Supposons qu’une table ou planche ait six pieds de largeur, il faudra sept piquets, à la distance d’un pied les uns des autres, & il en plantera de semblables sur la même ligne que les premiers, à la distance de deux à trois pieds, en suivant la longueur de la planche. Le nombre des tasseaux, ou traverses de bois léger & mince, doit être proportionné aux besoins. Chaque tasseau sera assujetti contre tous les piquets qu’il rencontre dans son étendue, de manière qu’ils semblent former autant de petites allées, de petites séparations, de petites pallissades, qu’il y a de piquets à la tête & au bout de la planche. Voilà le lin assuré sur cette direction mais ce n’est pas encore assez. Il faut ensuite placer de nouveaux tasseaux en sens contraire des premiers, & à angles droits, de manière que lorsqu’ils seront attachés ils présenteront de petits quarrés. Ainsi les tasseaux & les piquets seront multipliés en raison de l’impétuosité des vents ou des pluies qu’on a à craindre dans le pays que l’on habite. Les ligatures seront faites avec des joncs, ou avec de la paille, ou avec de l’osier.
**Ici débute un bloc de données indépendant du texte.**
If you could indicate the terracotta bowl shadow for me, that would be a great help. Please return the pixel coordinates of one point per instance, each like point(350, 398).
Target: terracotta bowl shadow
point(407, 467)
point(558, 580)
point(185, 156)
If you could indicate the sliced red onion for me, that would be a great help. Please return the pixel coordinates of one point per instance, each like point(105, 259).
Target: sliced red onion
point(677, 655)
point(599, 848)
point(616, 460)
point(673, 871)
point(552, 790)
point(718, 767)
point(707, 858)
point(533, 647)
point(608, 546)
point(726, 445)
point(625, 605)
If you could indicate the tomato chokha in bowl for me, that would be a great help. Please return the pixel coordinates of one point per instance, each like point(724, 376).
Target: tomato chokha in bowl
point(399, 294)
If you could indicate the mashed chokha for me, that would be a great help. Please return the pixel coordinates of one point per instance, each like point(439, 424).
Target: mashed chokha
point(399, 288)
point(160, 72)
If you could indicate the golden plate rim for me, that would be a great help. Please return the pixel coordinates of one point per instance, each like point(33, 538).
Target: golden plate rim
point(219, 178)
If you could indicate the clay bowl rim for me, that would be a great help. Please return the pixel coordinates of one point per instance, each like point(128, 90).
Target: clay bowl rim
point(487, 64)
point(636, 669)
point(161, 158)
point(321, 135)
Les lins semés clair, ou pour la graine, ou pour la toile de ménage, n’ont pas besoin de ces secours. La finesse de la filasse du lin semé dru, dédommage des peines que l’on prend pour la rendre parfaite. Si on a la facilité de conduire l’eau sur la linière, on doit en profiter suivant le besoin ; mais jamais lorsque le lin est en fleur, lorsque l’on vise à la graine. C’est le contraire pour le lin fin & le grossier, la tige profite de la substance qui auroit servi à la formation de la graine. L’arrosement empêche les fleurs de nouer.
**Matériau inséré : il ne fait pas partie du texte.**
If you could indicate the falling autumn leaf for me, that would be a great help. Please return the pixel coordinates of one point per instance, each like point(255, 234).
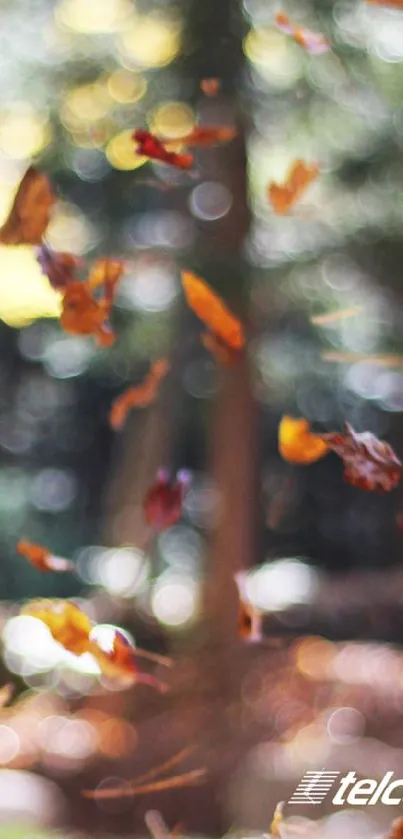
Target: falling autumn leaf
point(106, 273)
point(249, 618)
point(162, 504)
point(42, 559)
point(68, 624)
point(210, 87)
point(313, 42)
point(30, 212)
point(60, 268)
point(139, 396)
point(209, 307)
point(206, 135)
point(369, 463)
point(219, 350)
point(297, 444)
point(300, 176)
point(150, 146)
point(120, 662)
point(277, 820)
point(83, 315)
VIII. De l’époque à laquelle on doit arracher le lin. Chaque pays a, pour ainsi dire, une coutume différente ; il est à présumer qu’elle est fondée sur l’expérience & sur l’observation ; mais il reste le droit de demander si on a fait des expériences comparatives, afin de déterminer la méthode d’une manière précise ? Les coutumes, en général, tiennent plus à la routine qu’au discernement. Ne seroit-ce pas une des causes qui rend le lin de tel canton inférieur à tel autre, ou dont la filasse donne plus ou moins d’étoupes. Je sçais du moins que ces variations tiennent beaucoup à la culture, à la manière d’être des saisons, au grain de terre, &c. ; mais ces causes ne sont pas uniques.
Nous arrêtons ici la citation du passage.